# Integrating pressure over area to get friction force

I'm doing some experiments where I need to calculate the resistance force on a cylindrical body (cable) when it's being pulled through water saturated sand

We derived formula from a theory which was originally based on a square body by using stress components. This way we know the pressure at any given depth on the cable.

This depicts a square body under sand saturated in water.
(It's in dutch but I'm sure we all can figure out what zand and kabel mean ;) )

The formula we derived (which is a bit too big to put here) was put into MATLAB and this is where it breaks down. 2 other guys from my team calculate the resistance force like so (quick sample code):

Code:
for theta = 0:0.1:360
sigma_point(i) = sigma(theta); // sigma is the formula as a function of theta. Theta is converted to rads
i = i+1;
end

force = sum(sigma_point)/length(sigma_point)*area_of_cable*coeff_fric

What they do is they calculate the pressure/stress on each point of the 2D-surface with steps of 0.1 degrees. They sum that and divide that by the amount of steps they have taken. Finally they multiply it by the area of the cable and the coefficient of friction which is tan(phi), also known as the angle of friction.

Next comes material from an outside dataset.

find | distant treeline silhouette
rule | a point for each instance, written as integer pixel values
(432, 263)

But I'm not buying this. It just doesn't make sense to me. Every fiber in my body is screaming that we should integrate over the area to get the force immediately. I tried it but I'm getting forces in ranges of kilo newtons which doesn't make sense.

What I did was (i can't get formulas to work):

1. integral from 0 to 2pi of sigma(theta)*radius*length*d_theta
2. multiplied the above result with the coefficient of friction.
I hope I was clear enough because I'm confusing myself here as well.
My question is basically whether the first MATLAB approach is correct and if not what would be a correct way to calculate the friction force.